North American markets edge lower as investors account for hawkish U.S. Fed
North American stock markets were down slightly Monday as investors continued to adjust to the idea that inflation — as well as the efforts by central banks to curb it — is not going to go away anytime soon.
"I think the old adage, 'don't fight the Fed' is back in play," said Mona Mahajan, investment strategist at Edward Jones. "I think markets are facing at least four more rate hikes, and that puts a little bit of pressure especially on the growth and higher valuation parts of the market.”
The S&P/TSX composite index was down 37.17 points at 19,836.12.
In New York, the Dow Jones industrial average was down 184.41 points at 32,098.99. The S&P 500 index was down 27.05 points at 4,030.61, while the Nasdaq composite was down 124.04 points at 12,017.67.
Still, markets were far calmer Monday than they had been the previous Friday, when a surprisingly hawkish speech by U.S. Federal Reserve Chair Jerome Powell sent markets tumbling. Investors had hoped Powell would use his remarks Friday at an annual economic summit in Jackson Hole, Wyo. to signal the Fed’s willingness to begin easing its interest rate hiking cycle — perhaps even reversing some of its already instituted hikes as early as 2023. (The Fed’s last two hikes have been by three-quarters of a percentage point.)
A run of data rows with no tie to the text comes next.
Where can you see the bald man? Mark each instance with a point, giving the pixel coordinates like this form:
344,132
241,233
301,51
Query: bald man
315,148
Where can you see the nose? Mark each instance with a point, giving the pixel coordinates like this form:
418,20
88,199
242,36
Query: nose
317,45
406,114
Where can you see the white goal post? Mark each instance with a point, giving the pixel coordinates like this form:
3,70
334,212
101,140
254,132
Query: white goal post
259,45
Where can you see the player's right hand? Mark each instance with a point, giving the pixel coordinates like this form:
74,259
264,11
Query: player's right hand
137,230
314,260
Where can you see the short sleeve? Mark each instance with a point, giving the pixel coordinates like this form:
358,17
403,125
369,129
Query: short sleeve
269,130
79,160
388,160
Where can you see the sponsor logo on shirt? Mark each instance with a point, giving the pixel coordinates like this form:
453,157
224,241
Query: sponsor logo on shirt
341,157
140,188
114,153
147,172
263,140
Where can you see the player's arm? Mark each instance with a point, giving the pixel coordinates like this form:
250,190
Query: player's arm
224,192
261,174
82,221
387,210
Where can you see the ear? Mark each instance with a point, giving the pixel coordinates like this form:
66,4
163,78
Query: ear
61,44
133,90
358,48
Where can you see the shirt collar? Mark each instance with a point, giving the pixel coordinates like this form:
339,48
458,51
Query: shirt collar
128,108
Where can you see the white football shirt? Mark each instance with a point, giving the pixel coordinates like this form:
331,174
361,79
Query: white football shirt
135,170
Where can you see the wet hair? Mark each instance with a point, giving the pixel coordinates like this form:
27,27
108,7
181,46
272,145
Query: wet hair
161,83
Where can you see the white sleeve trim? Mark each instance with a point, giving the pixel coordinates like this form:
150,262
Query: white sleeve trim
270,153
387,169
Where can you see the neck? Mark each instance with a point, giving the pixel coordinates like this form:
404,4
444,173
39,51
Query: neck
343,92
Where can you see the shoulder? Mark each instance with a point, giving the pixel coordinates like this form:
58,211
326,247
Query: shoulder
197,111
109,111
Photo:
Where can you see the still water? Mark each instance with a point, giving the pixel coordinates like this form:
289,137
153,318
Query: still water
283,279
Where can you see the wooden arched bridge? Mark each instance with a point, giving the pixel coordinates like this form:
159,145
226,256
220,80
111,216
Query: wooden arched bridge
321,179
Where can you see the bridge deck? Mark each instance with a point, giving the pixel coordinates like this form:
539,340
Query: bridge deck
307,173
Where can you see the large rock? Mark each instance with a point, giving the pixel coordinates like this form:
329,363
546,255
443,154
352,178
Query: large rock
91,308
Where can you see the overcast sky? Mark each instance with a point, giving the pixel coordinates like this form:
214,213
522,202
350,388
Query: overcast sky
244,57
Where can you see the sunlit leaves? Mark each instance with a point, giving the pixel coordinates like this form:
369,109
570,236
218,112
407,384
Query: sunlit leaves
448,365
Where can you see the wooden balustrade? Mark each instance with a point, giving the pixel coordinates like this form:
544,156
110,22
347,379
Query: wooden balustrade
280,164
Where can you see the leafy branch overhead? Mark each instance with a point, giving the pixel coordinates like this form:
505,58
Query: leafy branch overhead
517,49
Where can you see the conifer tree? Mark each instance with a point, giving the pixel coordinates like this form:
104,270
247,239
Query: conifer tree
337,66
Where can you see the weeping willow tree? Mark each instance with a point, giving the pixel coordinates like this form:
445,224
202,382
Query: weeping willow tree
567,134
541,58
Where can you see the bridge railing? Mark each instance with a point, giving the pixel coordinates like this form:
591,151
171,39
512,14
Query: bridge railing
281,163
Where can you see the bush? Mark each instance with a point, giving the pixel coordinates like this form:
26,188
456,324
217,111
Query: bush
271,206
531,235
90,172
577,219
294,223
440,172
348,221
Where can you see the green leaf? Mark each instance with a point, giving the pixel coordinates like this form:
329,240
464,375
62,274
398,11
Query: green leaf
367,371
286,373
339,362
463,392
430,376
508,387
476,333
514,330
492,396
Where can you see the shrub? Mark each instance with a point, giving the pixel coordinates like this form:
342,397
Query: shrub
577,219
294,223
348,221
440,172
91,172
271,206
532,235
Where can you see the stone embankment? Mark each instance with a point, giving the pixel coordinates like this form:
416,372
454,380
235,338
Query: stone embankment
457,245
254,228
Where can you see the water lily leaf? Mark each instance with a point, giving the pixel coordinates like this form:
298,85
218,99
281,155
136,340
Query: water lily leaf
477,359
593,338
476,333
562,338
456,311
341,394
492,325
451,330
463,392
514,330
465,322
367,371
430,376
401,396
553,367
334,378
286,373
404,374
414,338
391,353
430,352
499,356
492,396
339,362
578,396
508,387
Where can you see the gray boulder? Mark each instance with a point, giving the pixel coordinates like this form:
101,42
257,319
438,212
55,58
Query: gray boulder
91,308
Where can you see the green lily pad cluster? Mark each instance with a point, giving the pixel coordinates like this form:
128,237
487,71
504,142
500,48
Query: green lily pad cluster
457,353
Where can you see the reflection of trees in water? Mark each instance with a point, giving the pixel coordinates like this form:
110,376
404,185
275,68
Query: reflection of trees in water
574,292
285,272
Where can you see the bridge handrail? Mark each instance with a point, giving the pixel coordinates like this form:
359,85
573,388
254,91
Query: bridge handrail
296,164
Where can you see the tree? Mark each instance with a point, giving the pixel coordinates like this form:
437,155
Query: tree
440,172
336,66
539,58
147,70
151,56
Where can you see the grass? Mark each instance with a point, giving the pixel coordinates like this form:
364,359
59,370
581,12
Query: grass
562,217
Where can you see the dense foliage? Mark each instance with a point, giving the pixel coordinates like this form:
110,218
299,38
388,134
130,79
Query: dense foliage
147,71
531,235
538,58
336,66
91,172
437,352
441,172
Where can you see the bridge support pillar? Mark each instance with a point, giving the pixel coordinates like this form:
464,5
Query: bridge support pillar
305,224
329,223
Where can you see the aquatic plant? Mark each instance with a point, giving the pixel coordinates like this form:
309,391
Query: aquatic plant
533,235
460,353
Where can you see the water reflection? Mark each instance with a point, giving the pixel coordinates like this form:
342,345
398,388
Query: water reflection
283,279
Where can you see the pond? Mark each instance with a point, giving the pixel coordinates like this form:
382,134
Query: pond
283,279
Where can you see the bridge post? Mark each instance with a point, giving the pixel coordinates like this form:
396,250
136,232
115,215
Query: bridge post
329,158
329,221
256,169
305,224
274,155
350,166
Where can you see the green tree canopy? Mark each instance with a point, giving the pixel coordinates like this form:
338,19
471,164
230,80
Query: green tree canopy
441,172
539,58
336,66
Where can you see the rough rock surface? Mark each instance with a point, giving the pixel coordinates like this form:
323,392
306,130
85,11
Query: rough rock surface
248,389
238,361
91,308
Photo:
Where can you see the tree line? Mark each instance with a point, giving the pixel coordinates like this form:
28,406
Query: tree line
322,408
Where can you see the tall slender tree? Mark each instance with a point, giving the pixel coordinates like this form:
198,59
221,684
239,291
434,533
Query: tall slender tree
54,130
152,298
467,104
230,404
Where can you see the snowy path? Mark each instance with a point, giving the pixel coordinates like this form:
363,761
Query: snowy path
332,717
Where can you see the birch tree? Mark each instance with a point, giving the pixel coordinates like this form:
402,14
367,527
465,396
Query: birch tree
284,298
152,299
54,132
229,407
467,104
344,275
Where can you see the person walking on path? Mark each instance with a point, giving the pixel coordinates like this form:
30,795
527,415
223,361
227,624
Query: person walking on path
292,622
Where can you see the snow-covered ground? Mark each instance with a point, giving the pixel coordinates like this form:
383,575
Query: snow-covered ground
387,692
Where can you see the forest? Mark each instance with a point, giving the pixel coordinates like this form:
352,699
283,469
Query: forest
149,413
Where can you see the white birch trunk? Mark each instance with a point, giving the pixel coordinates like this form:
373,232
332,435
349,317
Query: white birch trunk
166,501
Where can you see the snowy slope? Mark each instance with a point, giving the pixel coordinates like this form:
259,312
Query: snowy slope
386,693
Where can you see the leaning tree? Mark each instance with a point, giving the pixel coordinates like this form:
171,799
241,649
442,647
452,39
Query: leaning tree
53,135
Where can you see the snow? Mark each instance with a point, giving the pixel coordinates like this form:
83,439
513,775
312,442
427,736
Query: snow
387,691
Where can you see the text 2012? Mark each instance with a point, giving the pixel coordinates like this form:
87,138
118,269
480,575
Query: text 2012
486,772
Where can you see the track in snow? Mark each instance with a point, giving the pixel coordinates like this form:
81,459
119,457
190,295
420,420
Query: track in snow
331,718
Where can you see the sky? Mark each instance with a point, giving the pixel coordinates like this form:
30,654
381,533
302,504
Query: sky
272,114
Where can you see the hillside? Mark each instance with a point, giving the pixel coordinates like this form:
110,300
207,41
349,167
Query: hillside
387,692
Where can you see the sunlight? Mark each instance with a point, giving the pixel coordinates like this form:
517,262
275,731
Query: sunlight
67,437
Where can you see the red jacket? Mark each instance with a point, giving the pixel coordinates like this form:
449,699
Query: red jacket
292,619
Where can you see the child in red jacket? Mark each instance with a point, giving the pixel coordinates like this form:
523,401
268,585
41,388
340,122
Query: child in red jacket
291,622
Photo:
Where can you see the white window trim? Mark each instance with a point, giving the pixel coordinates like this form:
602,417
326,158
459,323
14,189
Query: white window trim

Instead, Powell made it clear that interest rates will need to continue to rise and will stay high for longer than many investors had hoped.
"What was interesting on Friday in terms of market reaction was that we saw markets not only price in potentially a 75-basis-point hike in September, but they also priced out the possibility of a Fed rate cut in mid-2023," Mahajan said.
That's significant, she added, because the six-week rally in equities markets that occurred in July and August was due in large part to a prevailing sentiment that the U.S. central bank could begin cutting rates as early as next year.
"I think Jerome Powell's message (on Friday) was clear — we are nowhere near a Fed pivot," Mahajan said.
Bond yields continued to move up Monday, and the yield curve remains inverted — an economic warning sign of possible recession ahead, Mahajan pointed out. September and October are typically volatile months for stock markets anyway, she added, another factor that points to rocky times ahead.
Still, Mahajan said she doesn't believe markets are heading back to the bear market lows of June, when recessionary fears were rampant. Inflation data from both Canada and the U.S. for the month of July indicated that inflation, while still high, is beginning to ease off. If those numbers continue to move in the right direction, Mahajan said, markets should be able to look forward to at least a pause in the rate-hike cycle by the end of 2022.
The price of gold, which investors typically purchase as a hedge against inflation, dropped Monday — another indication that markets believe peak inflation has already happened.
“The near term is challenging, but perhaps as we head towards year-end there’s light at the end of the tunnel," she said.
On the TSX, the best-performing sector Monday was the energy sector, which rode an increase in crude oil prices to gain 1.70 per cent on the day.
Hardest hit was the capped materials index, which was down 1.33 per cent. The materials sector is home to Canada's mining sector, including gold stocks like Centerra Gold Inc. and Barrick Gold Corp which were dragged down 1.70 per cent and 1.04 per cent respectively as gold futures fell.
The Canadian dollar traded for 76.87 cents US compared with 76.99 cents US on Friday.
The October crude contract was up US$3.95 at US$97.01 per barrel and the October natural gas contract was up seven cents at US$9.34 per mmBTU.
The December gold contract was down ten cents at US$1,749.70 an ounce and the December copper contract was down nine cents at US$3.61 a pound.